Constructed infinite families of near MDS codes over GF(3^s) and GF(2^{2s})

These codes hold infinite families of 3-designs and 2-designs respectively

Subfield subcodes are shown to be dimension- or distance-optimal

Abstract

An $[n, k, n-k+1]$ linear code is called an MDS code. An $[n, k, n-k]$ linear code is said to be almost maximum distance separable (almost MDS or AMDS for short). A code is said to be near maximum distance separable (near MDS or NMDS for short) if the code and its dual code both are almost maximum distance separable. The first near MDS code was the $[11, 6, 5]$ ternary Golay code discovered in 1949 by Golay. This ternary code holds $4$-designs, and its extended code holds a Steiner system $S(5, 6, 12)$ with the largest strength known.

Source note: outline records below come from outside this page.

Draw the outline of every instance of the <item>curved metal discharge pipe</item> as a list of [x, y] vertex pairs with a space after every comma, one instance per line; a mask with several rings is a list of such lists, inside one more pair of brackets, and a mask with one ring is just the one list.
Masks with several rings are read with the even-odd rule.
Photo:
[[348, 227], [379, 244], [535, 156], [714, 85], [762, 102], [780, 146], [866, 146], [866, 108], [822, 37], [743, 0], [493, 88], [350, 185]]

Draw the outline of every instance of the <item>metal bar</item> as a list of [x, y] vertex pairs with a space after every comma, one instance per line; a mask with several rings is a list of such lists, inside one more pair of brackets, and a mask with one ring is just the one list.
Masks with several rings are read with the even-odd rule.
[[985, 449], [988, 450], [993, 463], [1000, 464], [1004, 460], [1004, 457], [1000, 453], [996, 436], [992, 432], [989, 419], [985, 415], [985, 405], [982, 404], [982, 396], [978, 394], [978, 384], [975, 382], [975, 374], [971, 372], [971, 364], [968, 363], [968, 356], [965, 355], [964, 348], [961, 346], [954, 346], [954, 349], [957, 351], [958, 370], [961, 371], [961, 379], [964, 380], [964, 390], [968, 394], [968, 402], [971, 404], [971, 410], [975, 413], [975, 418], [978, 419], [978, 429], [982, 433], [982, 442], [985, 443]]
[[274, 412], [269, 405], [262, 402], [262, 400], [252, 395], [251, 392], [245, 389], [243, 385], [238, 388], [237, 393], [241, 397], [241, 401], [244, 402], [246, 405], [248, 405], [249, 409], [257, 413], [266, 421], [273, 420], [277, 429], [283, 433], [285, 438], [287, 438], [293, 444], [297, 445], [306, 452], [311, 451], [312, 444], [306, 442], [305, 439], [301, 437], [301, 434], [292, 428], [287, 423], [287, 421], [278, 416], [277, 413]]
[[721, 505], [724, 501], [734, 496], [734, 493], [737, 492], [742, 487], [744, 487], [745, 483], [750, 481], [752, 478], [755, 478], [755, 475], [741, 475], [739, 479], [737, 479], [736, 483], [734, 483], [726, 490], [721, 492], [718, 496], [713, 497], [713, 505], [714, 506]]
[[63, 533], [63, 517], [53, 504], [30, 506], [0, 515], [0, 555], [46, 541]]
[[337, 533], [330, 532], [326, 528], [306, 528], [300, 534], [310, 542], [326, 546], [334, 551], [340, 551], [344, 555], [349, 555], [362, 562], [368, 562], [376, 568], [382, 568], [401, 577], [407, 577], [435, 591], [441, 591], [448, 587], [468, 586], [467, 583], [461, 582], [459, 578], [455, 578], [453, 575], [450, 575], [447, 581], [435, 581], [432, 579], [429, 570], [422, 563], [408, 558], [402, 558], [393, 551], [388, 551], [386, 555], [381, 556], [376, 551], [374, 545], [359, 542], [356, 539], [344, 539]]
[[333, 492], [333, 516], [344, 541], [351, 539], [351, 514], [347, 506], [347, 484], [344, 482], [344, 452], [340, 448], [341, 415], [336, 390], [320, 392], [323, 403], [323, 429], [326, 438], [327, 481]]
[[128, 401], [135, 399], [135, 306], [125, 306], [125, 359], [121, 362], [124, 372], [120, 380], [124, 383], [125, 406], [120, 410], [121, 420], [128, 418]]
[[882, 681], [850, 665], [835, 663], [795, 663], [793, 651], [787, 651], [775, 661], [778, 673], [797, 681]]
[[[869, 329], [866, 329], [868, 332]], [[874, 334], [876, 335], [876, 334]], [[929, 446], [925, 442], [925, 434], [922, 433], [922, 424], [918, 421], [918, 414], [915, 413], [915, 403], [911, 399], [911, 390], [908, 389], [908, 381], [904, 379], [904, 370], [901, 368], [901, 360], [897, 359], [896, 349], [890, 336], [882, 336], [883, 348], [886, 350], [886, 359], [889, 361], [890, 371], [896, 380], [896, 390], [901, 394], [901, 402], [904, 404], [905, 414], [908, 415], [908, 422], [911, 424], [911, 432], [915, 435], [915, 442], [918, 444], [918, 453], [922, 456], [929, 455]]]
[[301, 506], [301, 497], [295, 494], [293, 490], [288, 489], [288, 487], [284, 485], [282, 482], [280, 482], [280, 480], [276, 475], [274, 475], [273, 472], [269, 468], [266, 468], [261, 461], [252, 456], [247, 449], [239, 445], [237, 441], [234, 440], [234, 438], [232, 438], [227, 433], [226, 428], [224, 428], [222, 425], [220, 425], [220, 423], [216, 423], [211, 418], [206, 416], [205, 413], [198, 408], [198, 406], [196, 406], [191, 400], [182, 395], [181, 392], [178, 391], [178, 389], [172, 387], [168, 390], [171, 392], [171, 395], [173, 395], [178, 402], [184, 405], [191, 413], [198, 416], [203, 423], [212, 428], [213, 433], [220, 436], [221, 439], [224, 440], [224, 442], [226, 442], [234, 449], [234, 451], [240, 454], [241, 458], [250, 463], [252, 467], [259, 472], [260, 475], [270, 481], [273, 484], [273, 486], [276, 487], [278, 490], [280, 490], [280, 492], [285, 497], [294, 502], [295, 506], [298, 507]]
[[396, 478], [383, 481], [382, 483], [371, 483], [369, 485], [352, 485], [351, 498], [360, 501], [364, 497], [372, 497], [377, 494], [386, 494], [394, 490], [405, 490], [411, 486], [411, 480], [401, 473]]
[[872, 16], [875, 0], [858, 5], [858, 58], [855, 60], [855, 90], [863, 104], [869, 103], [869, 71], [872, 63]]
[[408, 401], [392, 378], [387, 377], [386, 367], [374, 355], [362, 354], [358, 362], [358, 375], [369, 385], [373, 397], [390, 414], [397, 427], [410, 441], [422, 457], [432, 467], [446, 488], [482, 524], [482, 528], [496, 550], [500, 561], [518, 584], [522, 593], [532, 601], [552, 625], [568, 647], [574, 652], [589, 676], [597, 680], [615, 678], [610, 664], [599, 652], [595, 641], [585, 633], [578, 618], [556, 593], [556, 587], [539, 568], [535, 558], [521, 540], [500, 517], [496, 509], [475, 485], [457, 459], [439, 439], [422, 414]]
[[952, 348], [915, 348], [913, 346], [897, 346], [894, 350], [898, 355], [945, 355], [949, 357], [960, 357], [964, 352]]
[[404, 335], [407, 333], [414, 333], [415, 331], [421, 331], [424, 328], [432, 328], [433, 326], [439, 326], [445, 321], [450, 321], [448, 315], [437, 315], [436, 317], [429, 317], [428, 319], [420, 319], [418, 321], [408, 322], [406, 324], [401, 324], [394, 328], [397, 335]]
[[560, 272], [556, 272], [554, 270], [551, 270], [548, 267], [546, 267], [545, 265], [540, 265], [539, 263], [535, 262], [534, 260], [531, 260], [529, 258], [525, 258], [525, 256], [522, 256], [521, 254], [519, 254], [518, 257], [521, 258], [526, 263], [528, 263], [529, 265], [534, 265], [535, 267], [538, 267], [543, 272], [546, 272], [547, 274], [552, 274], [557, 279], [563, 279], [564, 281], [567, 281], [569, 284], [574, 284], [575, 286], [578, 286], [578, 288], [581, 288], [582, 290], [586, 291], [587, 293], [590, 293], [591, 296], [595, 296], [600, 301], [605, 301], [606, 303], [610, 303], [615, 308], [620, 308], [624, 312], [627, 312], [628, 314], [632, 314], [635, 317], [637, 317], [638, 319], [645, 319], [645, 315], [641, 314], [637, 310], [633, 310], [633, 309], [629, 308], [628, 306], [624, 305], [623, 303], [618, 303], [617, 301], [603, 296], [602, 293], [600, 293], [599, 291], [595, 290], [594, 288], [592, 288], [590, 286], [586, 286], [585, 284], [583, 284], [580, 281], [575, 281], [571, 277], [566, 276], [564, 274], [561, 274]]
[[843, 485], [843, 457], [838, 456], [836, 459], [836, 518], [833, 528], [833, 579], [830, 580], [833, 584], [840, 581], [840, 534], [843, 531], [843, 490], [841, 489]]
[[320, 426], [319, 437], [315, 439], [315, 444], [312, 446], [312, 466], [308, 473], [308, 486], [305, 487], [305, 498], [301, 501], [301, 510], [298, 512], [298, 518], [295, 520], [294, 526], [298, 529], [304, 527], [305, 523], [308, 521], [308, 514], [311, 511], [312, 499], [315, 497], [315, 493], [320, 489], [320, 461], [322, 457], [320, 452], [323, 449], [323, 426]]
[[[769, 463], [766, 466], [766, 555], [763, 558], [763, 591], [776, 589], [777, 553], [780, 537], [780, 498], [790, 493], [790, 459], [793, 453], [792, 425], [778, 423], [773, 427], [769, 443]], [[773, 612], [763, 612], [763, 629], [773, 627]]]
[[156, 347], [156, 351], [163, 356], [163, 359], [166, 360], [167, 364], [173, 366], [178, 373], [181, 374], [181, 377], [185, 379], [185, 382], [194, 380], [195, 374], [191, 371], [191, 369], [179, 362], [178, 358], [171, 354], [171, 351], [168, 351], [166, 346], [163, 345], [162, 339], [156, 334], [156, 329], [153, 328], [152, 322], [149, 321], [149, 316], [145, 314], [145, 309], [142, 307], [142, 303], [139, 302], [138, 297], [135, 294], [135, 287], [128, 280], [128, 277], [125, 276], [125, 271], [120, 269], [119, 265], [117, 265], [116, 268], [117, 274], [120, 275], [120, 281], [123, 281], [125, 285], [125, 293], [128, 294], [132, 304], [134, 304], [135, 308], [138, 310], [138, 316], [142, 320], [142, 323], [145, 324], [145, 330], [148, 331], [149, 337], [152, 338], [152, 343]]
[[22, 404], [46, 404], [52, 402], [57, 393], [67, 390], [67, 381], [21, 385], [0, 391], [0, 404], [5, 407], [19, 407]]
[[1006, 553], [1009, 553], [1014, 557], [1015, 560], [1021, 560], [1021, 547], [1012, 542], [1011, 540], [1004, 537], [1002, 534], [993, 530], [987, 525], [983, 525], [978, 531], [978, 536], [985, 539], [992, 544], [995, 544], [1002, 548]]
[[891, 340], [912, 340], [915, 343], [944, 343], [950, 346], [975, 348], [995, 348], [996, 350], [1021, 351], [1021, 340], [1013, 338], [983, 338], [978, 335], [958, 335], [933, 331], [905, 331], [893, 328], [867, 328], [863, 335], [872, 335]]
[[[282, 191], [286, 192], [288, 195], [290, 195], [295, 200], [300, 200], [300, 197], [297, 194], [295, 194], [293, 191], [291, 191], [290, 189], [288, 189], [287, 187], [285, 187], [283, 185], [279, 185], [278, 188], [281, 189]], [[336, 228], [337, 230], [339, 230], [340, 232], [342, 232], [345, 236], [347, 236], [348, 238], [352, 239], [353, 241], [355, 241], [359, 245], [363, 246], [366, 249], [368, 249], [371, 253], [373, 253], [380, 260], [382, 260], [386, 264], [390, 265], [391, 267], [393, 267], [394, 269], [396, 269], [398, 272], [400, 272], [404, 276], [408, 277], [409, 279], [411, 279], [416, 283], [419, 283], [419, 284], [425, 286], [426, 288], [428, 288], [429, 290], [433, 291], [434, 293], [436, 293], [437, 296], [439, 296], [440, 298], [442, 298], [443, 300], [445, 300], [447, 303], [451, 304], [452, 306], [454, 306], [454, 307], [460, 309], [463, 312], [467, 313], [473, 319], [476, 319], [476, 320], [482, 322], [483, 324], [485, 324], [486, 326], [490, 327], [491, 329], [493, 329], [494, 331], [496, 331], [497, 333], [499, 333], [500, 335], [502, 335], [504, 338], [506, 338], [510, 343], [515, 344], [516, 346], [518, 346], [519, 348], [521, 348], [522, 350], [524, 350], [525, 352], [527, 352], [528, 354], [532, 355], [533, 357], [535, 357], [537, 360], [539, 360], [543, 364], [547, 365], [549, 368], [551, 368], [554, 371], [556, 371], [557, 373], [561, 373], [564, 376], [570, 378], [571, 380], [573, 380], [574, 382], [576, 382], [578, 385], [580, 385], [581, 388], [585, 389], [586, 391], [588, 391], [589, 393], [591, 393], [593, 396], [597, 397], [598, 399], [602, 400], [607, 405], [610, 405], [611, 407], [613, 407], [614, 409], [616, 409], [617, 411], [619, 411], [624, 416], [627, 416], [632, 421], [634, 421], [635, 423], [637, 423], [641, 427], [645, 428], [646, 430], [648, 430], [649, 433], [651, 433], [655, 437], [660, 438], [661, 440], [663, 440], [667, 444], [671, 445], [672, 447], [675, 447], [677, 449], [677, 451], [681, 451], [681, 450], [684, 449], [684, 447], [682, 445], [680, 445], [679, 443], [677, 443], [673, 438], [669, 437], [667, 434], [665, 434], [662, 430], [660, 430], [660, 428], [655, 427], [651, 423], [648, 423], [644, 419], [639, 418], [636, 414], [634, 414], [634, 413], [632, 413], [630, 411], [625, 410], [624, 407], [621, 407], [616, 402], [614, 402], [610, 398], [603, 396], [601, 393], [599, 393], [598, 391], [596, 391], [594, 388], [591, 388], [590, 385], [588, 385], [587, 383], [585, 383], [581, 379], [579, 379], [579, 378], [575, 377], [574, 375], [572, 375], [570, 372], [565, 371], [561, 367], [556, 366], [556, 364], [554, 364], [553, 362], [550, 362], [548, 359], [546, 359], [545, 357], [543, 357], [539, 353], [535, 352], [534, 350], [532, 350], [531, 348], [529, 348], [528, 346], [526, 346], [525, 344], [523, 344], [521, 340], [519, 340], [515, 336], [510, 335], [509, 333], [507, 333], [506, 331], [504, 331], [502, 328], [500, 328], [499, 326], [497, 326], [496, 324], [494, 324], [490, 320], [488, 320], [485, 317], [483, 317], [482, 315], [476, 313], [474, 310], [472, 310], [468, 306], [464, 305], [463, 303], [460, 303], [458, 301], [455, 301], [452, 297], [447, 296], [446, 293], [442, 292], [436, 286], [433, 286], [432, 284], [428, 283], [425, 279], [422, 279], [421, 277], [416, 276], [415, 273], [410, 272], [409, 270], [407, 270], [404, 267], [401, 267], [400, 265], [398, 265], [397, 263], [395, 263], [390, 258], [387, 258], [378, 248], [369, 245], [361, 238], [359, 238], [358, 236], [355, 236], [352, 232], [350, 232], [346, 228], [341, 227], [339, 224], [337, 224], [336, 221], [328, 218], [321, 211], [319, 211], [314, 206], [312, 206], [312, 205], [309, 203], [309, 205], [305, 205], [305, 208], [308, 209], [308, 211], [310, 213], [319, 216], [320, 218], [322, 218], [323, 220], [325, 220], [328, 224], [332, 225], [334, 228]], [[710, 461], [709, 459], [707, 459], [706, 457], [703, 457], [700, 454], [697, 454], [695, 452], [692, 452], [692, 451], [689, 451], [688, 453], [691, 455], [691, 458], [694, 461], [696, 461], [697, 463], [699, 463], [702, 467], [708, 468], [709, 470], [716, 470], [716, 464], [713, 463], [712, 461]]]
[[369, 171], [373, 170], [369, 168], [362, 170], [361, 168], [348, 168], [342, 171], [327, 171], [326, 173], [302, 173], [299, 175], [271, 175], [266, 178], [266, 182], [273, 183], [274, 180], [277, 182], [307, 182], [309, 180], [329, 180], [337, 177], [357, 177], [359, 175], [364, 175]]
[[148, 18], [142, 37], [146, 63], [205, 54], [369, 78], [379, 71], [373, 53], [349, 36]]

In the past 70 years, sporadic near MDS codes holding $t$-designs were discovered and many infinite families of near MDS codes over finite fields were constructed. However, the question as to whether there is an infinite family of near MDS codes holding an infinite family of $t$-designs for $t\geq 2$ remains open for 70 years. This paper settles this long-standing problem by presenting an infinite family of near MDS codes over $\mathrm{GF}(3^s)$ holding an infinite family of $3$-designs and an infinite family of near MDS codes over $\mathrm{GF}(2^{2s})$ holding an infinite family of $2$-designs. The subfield subcodes of these two families are also studied, and are shown to be dimension-optimal or distance-optimal.